Why Active Trading Isn’t Suitable for Most Investors
What You Should Know About Active Trading
“Most people are active in the way they earn income and passive in the way they invest, which statistically is a good thing,” says Matthew Chancey, CFP. He explains that being an active investor requires “a higher appetite for risk and more emotional fortitude than every investor sentiment survey has ever suggested that passive investors can be.”
Active trading is often promoted as a way to generate higher returns by leveraging short-term market movements and price fluctuations. While this can be true, it’s crucial to understand that active trading is a high-risk, high-reward strategy that demands significant time, effort, and expertise. Chancey advises that successful traders must “learn how to let winners run, limit losses, properly position size, hedge when possible, learn quickly, and have a short memory—all at the same time.”
Pros of Active Trading
There are some compelling reasons why a savvy investor might prefer active trading over safer, more passive approaches:
- Potential for Higher Returns: Active trading can offer opportunities for higher profits by capitalizing on short-term market movements.
- Market Engagement: For those who enjoy following market trends and making frequent trades, active trading can be an engaging and rewarding activity.
- Control and Flexibility: Active traders have the ability to make quick decisions and adapt their strategies to changing market conditions.
Cons of Active Trading
However, active trading comes with significant drawbacks:
- Emotional Stress: The fast-paced nature of active trading can lead to emotional stress and decision-making influenced by fear, greed, or overconfidence. It’s crucial to remain objective to avoid costly mistakes.

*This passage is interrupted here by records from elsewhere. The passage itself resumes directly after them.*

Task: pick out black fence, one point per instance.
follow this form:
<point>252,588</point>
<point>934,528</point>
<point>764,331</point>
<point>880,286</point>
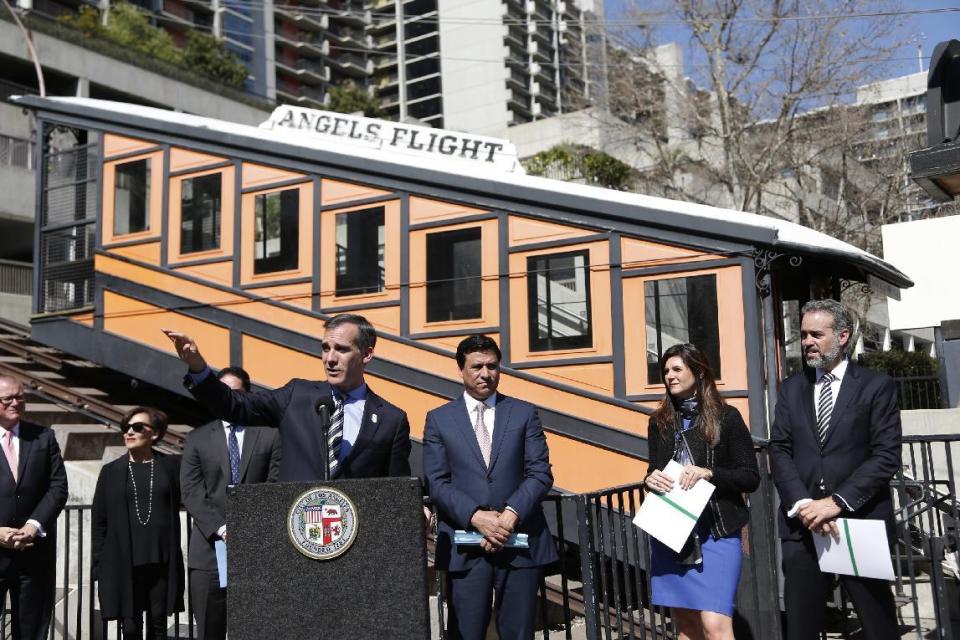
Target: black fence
<point>919,392</point>
<point>600,587</point>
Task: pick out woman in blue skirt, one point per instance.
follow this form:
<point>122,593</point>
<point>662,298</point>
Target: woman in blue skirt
<point>694,426</point>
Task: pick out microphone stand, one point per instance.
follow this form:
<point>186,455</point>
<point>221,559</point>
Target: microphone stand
<point>324,412</point>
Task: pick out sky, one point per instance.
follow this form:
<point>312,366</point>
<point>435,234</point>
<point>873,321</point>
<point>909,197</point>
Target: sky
<point>924,29</point>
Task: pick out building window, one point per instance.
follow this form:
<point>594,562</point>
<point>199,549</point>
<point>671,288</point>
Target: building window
<point>276,231</point>
<point>558,287</point>
<point>131,197</point>
<point>360,252</point>
<point>453,275</point>
<point>200,213</point>
<point>681,310</point>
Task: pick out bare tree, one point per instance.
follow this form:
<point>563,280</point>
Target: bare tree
<point>760,117</point>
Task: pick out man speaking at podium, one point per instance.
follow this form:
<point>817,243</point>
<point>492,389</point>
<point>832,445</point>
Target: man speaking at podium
<point>368,436</point>
<point>487,468</point>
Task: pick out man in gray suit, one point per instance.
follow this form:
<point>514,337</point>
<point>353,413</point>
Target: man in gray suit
<point>215,456</point>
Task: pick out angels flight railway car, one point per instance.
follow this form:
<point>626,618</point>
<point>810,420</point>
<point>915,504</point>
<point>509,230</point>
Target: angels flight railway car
<point>248,238</point>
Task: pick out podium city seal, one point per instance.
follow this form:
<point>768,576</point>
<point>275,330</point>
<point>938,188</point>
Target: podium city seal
<point>322,523</point>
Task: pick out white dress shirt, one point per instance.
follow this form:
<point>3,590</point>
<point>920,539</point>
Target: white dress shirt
<point>838,372</point>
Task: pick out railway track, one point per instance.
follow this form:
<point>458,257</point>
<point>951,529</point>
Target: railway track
<point>35,365</point>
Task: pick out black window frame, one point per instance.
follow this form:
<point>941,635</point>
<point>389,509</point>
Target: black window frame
<point>289,233</point>
<point>444,284</point>
<point>196,230</point>
<point>118,171</point>
<point>551,343</point>
<point>350,288</point>
<point>711,350</point>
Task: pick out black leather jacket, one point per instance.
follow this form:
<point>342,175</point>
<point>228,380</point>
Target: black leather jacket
<point>732,461</point>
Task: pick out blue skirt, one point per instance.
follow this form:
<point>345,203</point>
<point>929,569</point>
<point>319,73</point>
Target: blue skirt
<point>710,586</point>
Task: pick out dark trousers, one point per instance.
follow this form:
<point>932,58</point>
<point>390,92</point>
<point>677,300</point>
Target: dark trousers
<point>805,594</point>
<point>31,592</point>
<point>150,597</point>
<point>471,595</point>
<point>209,604</point>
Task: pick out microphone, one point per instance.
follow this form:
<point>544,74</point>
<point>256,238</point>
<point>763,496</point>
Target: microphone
<point>324,402</point>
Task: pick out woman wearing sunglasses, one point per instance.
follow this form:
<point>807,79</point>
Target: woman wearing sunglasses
<point>696,427</point>
<point>136,530</point>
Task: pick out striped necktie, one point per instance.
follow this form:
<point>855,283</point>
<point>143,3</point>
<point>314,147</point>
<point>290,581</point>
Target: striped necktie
<point>824,406</point>
<point>335,436</point>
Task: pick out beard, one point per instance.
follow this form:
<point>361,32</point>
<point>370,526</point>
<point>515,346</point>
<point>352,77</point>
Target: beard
<point>822,359</point>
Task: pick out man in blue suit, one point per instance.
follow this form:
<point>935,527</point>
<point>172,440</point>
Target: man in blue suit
<point>487,468</point>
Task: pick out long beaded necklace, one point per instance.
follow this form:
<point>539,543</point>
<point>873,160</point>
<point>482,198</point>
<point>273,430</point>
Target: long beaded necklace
<point>136,501</point>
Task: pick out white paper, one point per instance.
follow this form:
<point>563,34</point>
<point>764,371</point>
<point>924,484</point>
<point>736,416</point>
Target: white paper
<point>221,549</point>
<point>671,517</point>
<point>862,550</point>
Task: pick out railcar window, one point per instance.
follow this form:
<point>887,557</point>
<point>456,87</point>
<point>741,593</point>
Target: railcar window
<point>453,275</point>
<point>558,304</point>
<point>360,252</point>
<point>681,310</point>
<point>200,213</point>
<point>276,231</point>
<point>131,197</point>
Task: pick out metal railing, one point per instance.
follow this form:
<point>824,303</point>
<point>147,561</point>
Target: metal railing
<point>918,392</point>
<point>16,152</point>
<point>16,277</point>
<point>600,587</point>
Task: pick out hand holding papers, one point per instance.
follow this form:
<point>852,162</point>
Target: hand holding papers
<point>862,550</point>
<point>670,517</point>
<point>517,540</point>
<point>221,549</point>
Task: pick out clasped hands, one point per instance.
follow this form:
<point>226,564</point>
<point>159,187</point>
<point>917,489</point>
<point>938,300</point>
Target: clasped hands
<point>19,539</point>
<point>819,516</point>
<point>496,527</point>
<point>660,482</point>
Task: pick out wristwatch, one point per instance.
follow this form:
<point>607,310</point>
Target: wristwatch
<point>838,501</point>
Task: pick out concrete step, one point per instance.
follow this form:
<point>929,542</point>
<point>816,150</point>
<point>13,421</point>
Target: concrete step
<point>49,414</point>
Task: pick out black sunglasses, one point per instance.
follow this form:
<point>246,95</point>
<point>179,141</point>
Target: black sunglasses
<point>138,426</point>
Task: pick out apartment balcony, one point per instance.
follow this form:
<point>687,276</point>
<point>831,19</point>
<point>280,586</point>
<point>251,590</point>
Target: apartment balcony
<point>308,44</point>
<point>352,64</point>
<point>351,18</point>
<point>349,37</point>
<point>305,96</point>
<point>309,22</point>
<point>175,16</point>
<point>199,6</point>
<point>306,72</point>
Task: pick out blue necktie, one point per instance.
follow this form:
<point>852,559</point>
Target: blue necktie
<point>234,456</point>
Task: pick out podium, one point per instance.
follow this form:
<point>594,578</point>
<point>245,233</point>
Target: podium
<point>374,588</point>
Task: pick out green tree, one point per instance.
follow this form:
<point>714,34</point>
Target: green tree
<point>349,98</point>
<point>579,162</point>
<point>207,55</point>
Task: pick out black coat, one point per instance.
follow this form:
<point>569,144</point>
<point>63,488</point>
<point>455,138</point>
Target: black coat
<point>732,461</point>
<point>112,552</point>
<point>39,494</point>
<point>382,448</point>
<point>860,455</point>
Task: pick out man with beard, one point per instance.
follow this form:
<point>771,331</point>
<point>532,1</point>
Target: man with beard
<point>834,447</point>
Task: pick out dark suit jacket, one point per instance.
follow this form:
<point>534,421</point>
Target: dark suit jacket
<point>39,493</point>
<point>112,554</point>
<point>382,447</point>
<point>459,483</point>
<point>205,475</point>
<point>860,455</point>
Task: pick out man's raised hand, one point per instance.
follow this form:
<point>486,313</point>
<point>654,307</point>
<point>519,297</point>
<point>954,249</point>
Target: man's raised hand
<point>187,350</point>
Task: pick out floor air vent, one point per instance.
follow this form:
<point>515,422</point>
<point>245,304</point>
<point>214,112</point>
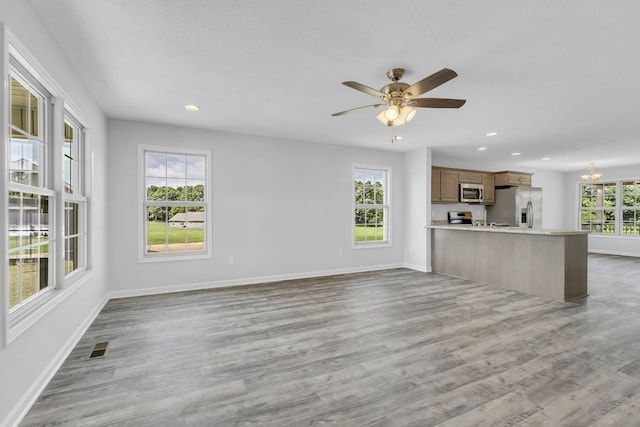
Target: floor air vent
<point>99,350</point>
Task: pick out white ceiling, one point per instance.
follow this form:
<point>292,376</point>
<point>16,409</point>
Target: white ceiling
<point>555,78</point>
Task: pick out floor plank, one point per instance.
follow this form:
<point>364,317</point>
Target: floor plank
<point>389,348</point>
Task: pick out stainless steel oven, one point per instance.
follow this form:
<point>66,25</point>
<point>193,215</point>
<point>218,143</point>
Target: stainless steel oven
<point>471,193</point>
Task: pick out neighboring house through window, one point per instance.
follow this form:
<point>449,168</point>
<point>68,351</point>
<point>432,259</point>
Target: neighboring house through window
<point>75,203</point>
<point>175,207</point>
<point>31,193</point>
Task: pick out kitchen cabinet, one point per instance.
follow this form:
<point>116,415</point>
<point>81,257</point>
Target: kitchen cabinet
<point>448,186</point>
<point>469,177</point>
<point>488,182</point>
<point>510,179</point>
<point>435,186</point>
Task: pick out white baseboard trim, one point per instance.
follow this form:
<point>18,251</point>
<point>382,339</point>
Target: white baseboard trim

- Higher Transaction Costs: Frequent trading incurs higher brokerage fees and commissions, which can erode potential profits.
The Bottom Line
“Having the skill to be an active investor is one thing, but having the emotional fortitude is something else that most people lack. Without both,” Chancey explains, “the odds of active trading working out in the long term are slim to none.” For most individual investors, passive investing strategies, such as index funds or exchange-traded funds (ETFs), are often more suitable. These strategies aim to track the performance of a specific market index or sector, rather than trying to beat the market through active trading.